Kurt Iswarienko/FX

Bette Davis Fought Against Hollywood Ageism

When Ryan Murphy creates a show, he really creates a show. His latest project, Feud is a eight-episode series about one of the most infamous rivalries in Hollywood between Bette Davis and Joan Crawford (each season will be a different famous fight, which is sort of brilliant). If you never knew that the two icons, Davis and Crawford, weren't the best of friends, it's OK — that probably means you're just young. The show picks up later in their lives, which is important to know for the plot, since you know, women in Hollywood don't have it easy. So how old is Bette Davis in Feud anyway? Everything starts in the early 1960s, when Davis was 54 years old. Meanwhile, Crawford is just a few years older and will be shown at the age of around 57 years old.

The series starts with them working on Whatever Happened To Baby Jane? — a film in which the two women play sisters: one of whom was a former Hollywood actress, the other a has-been child star driven mad with jealousy over her sister's fame. It was on the set of the film that everyone got to see just how much Davis and Crawford hated each other.

They did petty things, like Davis putting a Coke machine in her dressing room, knowing that Crawford was on the Pepsi board of directors. Before signing onto the film, Davis made the director Robert Aldrich promise that he wasn't sleeping with her co-star. She reportedly said, ""It wasn't that I cared about his private life, or hers either. I didn't want him favoring her with more close-ups."

The two had been fighting for years, first because they were always competing for roles when they were younger. And then, reportedly, over Franchot Tone, who eventually married Crawford. But the world loves to think that women hate each other because of men, which is only part of the story. Really, Feud is about a culture that pits women against each other no matter what. Although they had been picking at each other for decades, the two women had to compete well into their 50s for the spotlight.

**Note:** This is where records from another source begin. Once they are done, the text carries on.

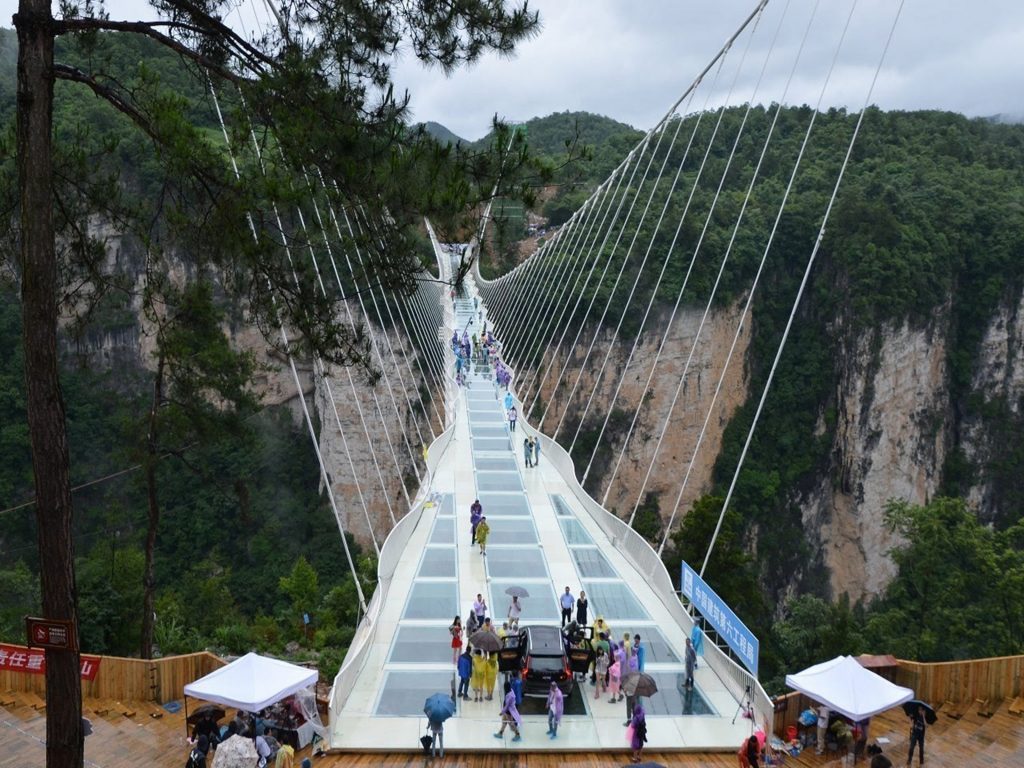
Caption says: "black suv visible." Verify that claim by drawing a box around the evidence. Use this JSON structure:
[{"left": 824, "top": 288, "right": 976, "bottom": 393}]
[{"left": 498, "top": 625, "right": 593, "bottom": 696}]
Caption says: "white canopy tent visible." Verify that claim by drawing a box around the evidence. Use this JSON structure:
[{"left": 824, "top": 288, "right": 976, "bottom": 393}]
[
  {"left": 785, "top": 656, "right": 913, "bottom": 721},
  {"left": 185, "top": 653, "right": 319, "bottom": 712}
]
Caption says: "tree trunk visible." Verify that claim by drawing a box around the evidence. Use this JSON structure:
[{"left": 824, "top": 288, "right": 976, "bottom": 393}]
[
  {"left": 141, "top": 352, "right": 164, "bottom": 658},
  {"left": 14, "top": 0, "right": 84, "bottom": 768}
]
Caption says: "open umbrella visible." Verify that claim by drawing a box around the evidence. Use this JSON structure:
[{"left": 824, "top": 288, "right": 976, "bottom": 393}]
[
  {"left": 188, "top": 705, "right": 224, "bottom": 725},
  {"left": 213, "top": 733, "right": 258, "bottom": 768},
  {"left": 622, "top": 672, "right": 657, "bottom": 696},
  {"left": 469, "top": 630, "right": 502, "bottom": 653},
  {"left": 903, "top": 698, "right": 938, "bottom": 725},
  {"left": 423, "top": 693, "right": 455, "bottom": 723}
]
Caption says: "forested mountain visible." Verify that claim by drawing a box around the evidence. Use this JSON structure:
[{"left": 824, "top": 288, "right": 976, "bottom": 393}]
[
  {"left": 0, "top": 22, "right": 1024, "bottom": 696},
  {"left": 475, "top": 108, "right": 1024, "bottom": 688}
]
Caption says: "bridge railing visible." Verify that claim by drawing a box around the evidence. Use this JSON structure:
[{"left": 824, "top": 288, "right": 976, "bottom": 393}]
[
  {"left": 330, "top": 390, "right": 457, "bottom": 741},
  {"left": 534, "top": 430, "right": 773, "bottom": 726}
]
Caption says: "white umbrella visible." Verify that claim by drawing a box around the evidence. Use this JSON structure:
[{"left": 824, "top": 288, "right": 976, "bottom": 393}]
[{"left": 213, "top": 733, "right": 258, "bottom": 768}]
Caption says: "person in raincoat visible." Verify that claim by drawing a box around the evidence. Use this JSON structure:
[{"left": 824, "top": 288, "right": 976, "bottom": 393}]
[
  {"left": 594, "top": 648, "right": 608, "bottom": 698},
  {"left": 684, "top": 638, "right": 697, "bottom": 688},
  {"left": 630, "top": 705, "right": 647, "bottom": 763},
  {"left": 483, "top": 653, "right": 498, "bottom": 701},
  {"left": 469, "top": 648, "right": 487, "bottom": 701},
  {"left": 459, "top": 645, "right": 473, "bottom": 701},
  {"left": 495, "top": 683, "right": 522, "bottom": 741},
  {"left": 476, "top": 517, "right": 490, "bottom": 557},
  {"left": 608, "top": 658, "right": 623, "bottom": 703},
  {"left": 548, "top": 680, "right": 564, "bottom": 738}
]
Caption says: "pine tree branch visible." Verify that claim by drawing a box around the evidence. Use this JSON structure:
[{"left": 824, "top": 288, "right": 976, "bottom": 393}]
[{"left": 53, "top": 17, "right": 275, "bottom": 83}]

Even today, there are only so many parts for "older women." Imagine back then. Before Whatever Happened to Baby Jane?, the two also competed for awards and America's attention (Davis was at Warner Brothers and Crawford at MGM). It's almost as if one woman succeeds, another has to fail. More often than not, women are seen as in constant competition with each other instead of lifting each other up. Jennifer Aniston and Angelina Jolie. Taylor Swift and Katy Perry. It hurts women to play into all of that.

Murphy reportedly had mainly female directors and writers on the show, so you know they (hopefully) got it right. The showrunner told E! News:

It was a very female-friendly set. I think there were 15 roles for women over 40 on that set. It was a very different environment for all of us. And for Susan [Sarandon] particularly, I think the thing that is what clinched the deal — I told her half the episodes were going to be directed by women. And one of them was going to be Helen Hunt.

He added, "She said, 'OK, that's pretty cool. I've never really been on a set before that's run by women.'" And I think that'll play a big part in what will make this show such a huge success.